Four Guiding Principles for Quicker Channel Decisions
Blue Canyon is often asked to provide rapid answers to complex problems. When this occurs, I am reminded of one of my first managers who said, “When you get asked a question, there are 1-hour answers, 24-hour answers, and 1-week answers.” What he was really telling me is to take the time to find a “good enough” answer for the situation.
In business, the pace of action is increasing, and our clients are seeking rapid improvements in sales and profitability. When executives ask us how they can increase their market share rapidly, a quick, flippant 60-second answer might be to increase sales. The longer answer, however, might involve determining how to increase sales profitably.
When faced with these requests, we often build a model to provide an answer. Yet the demand for speed often means that the framework needs to be simple, but remain realistic to the known facts. Following are some suggestions on how to avoid common pitfalls when you are asked for a quick response.
1. Get the Foundation Right and Build on Additions Later
Recently we were asked to help a client define the ideal got-to-market options for his business. To approach this request we began by looking at the client’s current sales and market share data to determine the status quo by type of channel in specific territories for a group of products. From this foundation, we then augmented our analysis with other modules that dealt with specific territory market share performance and growth targets.
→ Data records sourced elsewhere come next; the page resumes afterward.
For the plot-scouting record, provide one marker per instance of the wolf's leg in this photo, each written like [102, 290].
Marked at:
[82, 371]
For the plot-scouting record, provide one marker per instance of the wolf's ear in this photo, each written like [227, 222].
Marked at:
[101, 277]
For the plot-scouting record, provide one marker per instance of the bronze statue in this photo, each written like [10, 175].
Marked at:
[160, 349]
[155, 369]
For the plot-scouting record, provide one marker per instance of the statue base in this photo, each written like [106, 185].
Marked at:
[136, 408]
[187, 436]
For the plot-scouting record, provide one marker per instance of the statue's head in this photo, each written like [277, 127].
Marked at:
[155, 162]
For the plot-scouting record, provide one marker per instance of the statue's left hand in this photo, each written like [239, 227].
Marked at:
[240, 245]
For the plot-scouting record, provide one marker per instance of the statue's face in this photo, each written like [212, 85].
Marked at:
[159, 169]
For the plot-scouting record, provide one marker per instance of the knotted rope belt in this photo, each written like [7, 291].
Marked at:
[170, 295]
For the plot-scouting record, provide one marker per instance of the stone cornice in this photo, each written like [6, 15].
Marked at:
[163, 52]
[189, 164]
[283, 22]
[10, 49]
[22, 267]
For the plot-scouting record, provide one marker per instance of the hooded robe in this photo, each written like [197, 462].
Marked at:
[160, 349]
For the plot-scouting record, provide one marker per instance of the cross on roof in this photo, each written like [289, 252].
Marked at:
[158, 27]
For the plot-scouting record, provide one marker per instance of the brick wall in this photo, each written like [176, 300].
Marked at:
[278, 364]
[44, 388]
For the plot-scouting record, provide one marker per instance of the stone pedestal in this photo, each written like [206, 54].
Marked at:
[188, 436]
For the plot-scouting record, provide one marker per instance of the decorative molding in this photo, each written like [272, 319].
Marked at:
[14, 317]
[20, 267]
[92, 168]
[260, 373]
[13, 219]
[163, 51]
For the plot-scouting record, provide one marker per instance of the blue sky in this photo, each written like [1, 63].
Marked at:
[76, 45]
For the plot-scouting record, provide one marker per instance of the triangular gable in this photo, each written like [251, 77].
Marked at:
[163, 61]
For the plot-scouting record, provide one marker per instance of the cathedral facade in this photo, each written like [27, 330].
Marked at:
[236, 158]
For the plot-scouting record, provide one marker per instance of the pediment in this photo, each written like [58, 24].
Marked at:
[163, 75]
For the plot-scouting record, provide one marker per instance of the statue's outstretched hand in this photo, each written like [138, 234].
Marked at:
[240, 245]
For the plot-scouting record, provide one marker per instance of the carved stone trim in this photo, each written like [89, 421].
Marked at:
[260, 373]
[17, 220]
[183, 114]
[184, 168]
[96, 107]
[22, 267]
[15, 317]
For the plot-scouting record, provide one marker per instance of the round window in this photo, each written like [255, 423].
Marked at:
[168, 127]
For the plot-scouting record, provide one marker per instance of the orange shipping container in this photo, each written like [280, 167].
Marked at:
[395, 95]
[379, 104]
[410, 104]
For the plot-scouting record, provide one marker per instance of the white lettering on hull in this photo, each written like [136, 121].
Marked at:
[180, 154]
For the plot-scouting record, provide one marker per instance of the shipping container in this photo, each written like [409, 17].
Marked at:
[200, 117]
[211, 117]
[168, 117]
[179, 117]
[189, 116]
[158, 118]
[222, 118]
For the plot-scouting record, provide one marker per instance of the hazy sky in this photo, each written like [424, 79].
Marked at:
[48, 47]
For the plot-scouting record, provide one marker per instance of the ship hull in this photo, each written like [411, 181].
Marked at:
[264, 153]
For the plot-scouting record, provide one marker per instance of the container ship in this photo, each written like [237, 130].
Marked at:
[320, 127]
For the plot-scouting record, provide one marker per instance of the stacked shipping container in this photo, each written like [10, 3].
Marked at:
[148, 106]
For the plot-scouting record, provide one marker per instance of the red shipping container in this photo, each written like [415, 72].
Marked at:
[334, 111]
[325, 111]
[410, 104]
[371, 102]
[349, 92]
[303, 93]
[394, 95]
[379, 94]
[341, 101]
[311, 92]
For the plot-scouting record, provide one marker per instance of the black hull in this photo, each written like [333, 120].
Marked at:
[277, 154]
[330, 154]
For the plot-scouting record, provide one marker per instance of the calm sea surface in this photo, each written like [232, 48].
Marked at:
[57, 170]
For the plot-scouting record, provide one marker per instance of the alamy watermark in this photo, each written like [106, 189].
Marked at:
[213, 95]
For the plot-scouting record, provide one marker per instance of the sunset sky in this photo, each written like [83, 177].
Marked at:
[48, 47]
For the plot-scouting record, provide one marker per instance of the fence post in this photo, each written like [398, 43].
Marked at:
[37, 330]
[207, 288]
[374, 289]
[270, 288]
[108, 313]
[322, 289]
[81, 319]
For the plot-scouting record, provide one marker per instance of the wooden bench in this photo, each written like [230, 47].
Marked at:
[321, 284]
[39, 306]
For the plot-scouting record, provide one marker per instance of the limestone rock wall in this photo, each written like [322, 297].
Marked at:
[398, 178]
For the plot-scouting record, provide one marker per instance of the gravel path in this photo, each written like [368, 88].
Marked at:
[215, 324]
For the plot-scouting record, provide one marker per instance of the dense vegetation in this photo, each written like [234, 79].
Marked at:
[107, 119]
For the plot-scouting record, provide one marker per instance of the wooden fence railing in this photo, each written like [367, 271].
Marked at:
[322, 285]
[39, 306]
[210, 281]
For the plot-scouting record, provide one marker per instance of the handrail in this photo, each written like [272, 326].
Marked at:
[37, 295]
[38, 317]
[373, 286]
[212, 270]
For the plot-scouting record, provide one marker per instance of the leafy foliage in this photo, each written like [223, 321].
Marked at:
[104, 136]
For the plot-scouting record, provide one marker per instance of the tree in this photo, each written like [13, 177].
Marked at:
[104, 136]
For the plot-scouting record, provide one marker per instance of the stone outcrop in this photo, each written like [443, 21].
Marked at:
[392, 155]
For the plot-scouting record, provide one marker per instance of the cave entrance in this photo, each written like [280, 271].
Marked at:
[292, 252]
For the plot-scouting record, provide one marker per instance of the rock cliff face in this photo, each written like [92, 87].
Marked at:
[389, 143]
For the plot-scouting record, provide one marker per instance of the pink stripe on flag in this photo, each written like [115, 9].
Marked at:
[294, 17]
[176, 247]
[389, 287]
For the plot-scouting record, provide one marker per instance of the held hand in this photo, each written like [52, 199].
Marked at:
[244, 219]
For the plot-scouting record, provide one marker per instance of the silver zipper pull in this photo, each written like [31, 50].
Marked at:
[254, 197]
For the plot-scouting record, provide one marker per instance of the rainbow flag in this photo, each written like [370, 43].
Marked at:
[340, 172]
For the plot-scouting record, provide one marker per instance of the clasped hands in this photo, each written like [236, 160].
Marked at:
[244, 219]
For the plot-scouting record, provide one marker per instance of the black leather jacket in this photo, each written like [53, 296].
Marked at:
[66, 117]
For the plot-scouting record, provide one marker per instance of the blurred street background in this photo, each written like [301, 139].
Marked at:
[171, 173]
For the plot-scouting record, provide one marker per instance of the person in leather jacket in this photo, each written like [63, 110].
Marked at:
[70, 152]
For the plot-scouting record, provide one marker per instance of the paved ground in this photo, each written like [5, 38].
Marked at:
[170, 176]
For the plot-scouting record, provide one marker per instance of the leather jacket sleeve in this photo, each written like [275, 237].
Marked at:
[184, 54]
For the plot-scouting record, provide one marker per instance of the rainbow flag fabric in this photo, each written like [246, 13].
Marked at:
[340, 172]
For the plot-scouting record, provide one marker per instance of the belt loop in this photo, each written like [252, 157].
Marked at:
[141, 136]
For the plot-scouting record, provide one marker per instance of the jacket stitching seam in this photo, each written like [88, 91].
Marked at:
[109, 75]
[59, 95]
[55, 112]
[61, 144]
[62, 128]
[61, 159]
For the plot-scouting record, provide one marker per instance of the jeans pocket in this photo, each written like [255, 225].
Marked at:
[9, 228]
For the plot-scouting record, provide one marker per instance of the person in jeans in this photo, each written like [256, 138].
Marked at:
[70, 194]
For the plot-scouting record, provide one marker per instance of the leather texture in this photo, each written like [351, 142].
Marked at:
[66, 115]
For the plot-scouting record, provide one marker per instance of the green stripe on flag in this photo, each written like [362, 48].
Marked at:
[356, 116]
2. Speed Demands Simplicity and Organization in an Analytic Model
Take the time to develop a simple block diagram to define metrics and measurements accurately. In fact, a good model embodies more than the result. It expresses the factors that drive results. For example, one metric to consider is market share. The question to ask is whether you are measuring the right variable and defining it correctly.
3. Strike a Careful Balance Between Gathering Facts and Making Assumptions
The time and cost of seeking better data needs to be weighed against the improvement in the result likely to be obtained. This is particularly important when time is of the essence. We have found that clearly defining assumptions and making them easily changeable minimizes some heartburn. Sensitivity analysis can eliminate concerns by allowing testing of a range of values. When changes in an assumption make small differences in a result then why bother too much about improving the data? On the other hand when there are data values that dramatically swing final results, sensitivity analysis highlights these values/assumptions and require further discussion
4. Test Early Results
In all projects but particularly a time compressed effort testing early results for reasonableness by comparison to external information or convention wisdom increases confidence in the results. For example, a sales deployment model driven by construction activity might look at ranges of sales per employee or compare sales goals with projected sales and known projects from Dodge, IIR data or government housing starts.
Although we frequently are asked to provide an answer for today’s environment, a good framework can also support improved decision making the next time the organization is faced with similar questions. In practice there may be eternal principles in construction of a go-to-market model, but very few eternal models and even fewer eternal answers. In most frameworks, tomorrow’s answers will be different than today’s. A good framework provides a touchstone for answering future questions, a good place to begin but not necessarily to end. Markets are dynamic. There will be new competitors, different channel partners, and new gizmos, widgets or doohickeys. Entirely new product categories may be added. With successful implementation, goals will be raised and new questions asked.
Although there is temptation to take the answers and run, take the opportunity to actively learn. The industry knowledge reflected within the model—though the best available at its creation—will not be perfect or eternal. Document what assumptions need to be changed.
- Have new roles and responsibilities made revenue growth targets?
- Does that answer change resource deployment?
- Are competitors establishing new channels of distribution?
- Does that mitigate, disrupt or change market share targets?
- Has the product or project mix changed so that the model needs to reflect the change?
Through active monitoring there is the opportunity to improve later model forecasts and results by changing the assumptions or adding a new module to better capture a market. Potential learning is vast, but only if the organization is prepared to treat the framework as a dynamic and not static exercise.